Un héritage incontournable (épisode 1). En partie involontaire ou inconscient (épisode 2). Oui, mais… sur quoi se fonder pour l’identifier, sachant « qu’avec le temps tout s’en va », notre mémoire, les témoins… ?
Face à cette recherche, nous sommes certes inégaux, mais nous avons en commun de devoir renoncer à vouloir tout connaître d’un passé qui nous permettrait d’éclairer notre présent et, qui sait, notre futur. Mission impossible. Autant le savoir. Mais également se convaincre que ce n’est pas une raison pour abandonner notre investigation pour laquelle notre mémoire (des personnes, des événements) constitue sans doute une ressource primordiale… au risque de certains biais. Nous savons bien – même si nous avons tendance à l’oublier… quand cela nous arrange – que notre subjectivité colore nos souvenirs. Au point, parfois, de prendre nos désirs pour des réalités. Aussi, pouvons-nous nous tourner vers des sources « extérieures » à nous : photos, films, lettres, enregistrements de toutes sortes, documents officiels (actes de naissance, de mariage, de décès, d’achats immobiliers…), témoignages, journaux intimes, arbre généalogique… Lors de la confrontation à ces éléments, mieux vaut probablement ne pas se limiter à un regard uniquement psychologique à leur propos : rechercher des motivations, des intentions (cachées ou exprimées) – voire les inventer – risque de nous mener sur les pentes d’un ressentiment qui nous empêcherait quelques clairvoyances.
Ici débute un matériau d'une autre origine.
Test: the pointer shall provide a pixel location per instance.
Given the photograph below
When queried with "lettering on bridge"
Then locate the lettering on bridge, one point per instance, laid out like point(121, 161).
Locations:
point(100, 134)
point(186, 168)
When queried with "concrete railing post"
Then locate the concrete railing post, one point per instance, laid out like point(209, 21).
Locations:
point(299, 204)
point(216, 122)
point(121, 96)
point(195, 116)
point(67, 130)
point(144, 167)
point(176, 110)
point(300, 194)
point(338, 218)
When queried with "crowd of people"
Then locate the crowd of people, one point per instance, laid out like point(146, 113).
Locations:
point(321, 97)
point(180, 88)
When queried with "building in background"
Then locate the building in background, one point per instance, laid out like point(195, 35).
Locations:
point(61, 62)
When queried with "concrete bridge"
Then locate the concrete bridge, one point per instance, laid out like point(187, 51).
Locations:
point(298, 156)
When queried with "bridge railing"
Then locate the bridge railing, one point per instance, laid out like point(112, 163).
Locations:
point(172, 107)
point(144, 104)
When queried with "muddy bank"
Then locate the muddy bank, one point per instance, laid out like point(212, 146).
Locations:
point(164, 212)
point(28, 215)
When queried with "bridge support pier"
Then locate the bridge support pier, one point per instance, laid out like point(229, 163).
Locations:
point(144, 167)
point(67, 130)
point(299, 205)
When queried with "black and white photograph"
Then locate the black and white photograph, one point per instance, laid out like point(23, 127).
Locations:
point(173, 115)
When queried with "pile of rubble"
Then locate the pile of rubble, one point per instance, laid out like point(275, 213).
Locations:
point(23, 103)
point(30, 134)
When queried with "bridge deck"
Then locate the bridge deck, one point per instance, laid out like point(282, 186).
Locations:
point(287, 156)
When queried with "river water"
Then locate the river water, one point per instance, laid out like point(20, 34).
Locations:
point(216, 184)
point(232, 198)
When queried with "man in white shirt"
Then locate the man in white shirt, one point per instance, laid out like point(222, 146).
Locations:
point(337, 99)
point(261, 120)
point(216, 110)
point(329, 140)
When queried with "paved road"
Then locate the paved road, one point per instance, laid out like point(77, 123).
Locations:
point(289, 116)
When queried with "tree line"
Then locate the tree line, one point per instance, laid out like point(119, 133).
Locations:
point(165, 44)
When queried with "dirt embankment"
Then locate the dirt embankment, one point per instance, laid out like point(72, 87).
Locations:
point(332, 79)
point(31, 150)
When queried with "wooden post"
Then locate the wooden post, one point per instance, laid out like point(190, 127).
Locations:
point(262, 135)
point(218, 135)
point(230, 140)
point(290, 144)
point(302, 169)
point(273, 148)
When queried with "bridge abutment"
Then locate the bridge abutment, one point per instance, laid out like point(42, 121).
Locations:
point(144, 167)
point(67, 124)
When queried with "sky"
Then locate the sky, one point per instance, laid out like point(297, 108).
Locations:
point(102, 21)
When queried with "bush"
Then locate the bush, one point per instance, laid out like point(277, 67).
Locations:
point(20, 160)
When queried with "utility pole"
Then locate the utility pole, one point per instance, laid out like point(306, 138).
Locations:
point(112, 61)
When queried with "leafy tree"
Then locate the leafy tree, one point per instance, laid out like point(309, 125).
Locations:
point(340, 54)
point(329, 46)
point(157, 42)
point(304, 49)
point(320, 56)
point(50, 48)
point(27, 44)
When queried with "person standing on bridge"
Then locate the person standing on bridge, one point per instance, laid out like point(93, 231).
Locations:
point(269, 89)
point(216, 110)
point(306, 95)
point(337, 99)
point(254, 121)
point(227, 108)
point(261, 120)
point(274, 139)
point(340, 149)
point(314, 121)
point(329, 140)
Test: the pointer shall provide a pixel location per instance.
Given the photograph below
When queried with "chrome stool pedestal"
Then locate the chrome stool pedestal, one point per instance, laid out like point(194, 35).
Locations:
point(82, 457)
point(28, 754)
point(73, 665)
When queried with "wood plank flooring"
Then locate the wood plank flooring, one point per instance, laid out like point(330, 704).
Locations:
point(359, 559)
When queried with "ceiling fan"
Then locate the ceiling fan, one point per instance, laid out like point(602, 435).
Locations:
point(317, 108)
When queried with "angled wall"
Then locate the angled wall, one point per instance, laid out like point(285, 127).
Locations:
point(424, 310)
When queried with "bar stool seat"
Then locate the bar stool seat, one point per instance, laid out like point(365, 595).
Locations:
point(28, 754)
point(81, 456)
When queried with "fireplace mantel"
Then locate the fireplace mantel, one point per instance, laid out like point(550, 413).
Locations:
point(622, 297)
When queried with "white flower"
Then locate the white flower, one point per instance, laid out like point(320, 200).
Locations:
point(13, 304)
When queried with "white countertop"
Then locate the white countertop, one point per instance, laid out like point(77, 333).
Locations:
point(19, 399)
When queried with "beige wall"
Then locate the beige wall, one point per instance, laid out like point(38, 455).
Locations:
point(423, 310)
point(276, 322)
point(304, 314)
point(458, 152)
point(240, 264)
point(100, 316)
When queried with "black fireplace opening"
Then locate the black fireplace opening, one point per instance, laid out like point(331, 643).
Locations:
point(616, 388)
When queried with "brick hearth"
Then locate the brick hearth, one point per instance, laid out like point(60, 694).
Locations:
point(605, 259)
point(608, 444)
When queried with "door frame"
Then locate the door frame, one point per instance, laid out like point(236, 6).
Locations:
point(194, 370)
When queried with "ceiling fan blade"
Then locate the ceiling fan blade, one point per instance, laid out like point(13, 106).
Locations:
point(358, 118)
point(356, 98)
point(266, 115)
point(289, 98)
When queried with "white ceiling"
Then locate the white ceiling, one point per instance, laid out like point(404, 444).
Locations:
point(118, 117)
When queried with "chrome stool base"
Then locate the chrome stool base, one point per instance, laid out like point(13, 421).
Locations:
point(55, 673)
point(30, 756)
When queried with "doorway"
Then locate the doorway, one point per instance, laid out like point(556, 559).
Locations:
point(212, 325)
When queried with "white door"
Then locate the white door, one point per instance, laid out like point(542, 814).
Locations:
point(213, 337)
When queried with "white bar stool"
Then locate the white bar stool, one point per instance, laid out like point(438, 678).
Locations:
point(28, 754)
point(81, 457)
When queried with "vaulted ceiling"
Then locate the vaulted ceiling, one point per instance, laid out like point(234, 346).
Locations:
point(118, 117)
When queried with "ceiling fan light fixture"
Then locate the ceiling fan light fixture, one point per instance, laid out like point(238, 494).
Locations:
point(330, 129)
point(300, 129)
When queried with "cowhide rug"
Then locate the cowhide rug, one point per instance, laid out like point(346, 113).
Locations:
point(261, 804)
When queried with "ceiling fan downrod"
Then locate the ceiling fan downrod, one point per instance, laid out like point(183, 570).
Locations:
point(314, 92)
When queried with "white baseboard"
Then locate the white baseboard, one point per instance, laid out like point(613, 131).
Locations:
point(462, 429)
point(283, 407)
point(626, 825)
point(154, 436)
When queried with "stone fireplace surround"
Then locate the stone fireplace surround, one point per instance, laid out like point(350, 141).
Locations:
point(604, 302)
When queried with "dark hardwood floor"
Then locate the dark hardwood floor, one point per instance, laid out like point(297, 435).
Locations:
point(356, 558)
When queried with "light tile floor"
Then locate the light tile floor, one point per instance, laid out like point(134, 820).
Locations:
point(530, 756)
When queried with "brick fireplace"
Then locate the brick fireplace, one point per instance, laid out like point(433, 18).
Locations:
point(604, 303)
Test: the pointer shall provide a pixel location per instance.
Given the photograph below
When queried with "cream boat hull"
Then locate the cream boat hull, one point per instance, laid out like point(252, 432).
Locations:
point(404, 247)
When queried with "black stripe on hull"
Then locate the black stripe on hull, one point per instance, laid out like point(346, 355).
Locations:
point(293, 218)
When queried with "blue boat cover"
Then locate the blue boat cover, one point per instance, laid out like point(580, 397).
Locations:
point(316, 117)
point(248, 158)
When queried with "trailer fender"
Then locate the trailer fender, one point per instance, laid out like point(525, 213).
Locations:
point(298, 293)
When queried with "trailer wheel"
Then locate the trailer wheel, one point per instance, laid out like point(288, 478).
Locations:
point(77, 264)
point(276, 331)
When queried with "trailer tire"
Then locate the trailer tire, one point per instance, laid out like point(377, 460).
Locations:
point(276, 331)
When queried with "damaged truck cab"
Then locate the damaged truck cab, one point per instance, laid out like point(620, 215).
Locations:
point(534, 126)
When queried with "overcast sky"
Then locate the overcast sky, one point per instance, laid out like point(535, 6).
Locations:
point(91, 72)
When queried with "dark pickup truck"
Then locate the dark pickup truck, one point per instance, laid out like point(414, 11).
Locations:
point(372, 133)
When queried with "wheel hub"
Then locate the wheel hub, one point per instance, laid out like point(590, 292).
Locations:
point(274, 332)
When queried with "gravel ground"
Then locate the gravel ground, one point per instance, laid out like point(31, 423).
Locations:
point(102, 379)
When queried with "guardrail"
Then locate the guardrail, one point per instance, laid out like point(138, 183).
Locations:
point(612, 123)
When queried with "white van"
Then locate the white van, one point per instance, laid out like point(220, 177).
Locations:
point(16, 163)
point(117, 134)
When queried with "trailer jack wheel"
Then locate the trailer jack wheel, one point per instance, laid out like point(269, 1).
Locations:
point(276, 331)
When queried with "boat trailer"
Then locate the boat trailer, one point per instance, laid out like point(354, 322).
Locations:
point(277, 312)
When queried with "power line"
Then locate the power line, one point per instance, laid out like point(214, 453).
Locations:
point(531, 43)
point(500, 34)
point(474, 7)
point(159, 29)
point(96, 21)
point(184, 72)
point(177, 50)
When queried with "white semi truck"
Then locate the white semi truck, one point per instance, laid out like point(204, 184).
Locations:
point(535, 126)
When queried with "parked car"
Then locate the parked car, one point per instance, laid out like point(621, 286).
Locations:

Une manière d’atténuer d’éventuelles appréciations négatives du passé consiste à le resituer dans son contexte historique, géographique, sociologique. Éviter de juger hier en référence à ce que nous connaissons aujourd’hui. Cette opération de contextualisation peut nous amener à exercer notre compréhension, voire notre bienveillance. Cette dernière peut à la fois s’avérer une condition et/ou un effet de notre recherche et de notre élucidation.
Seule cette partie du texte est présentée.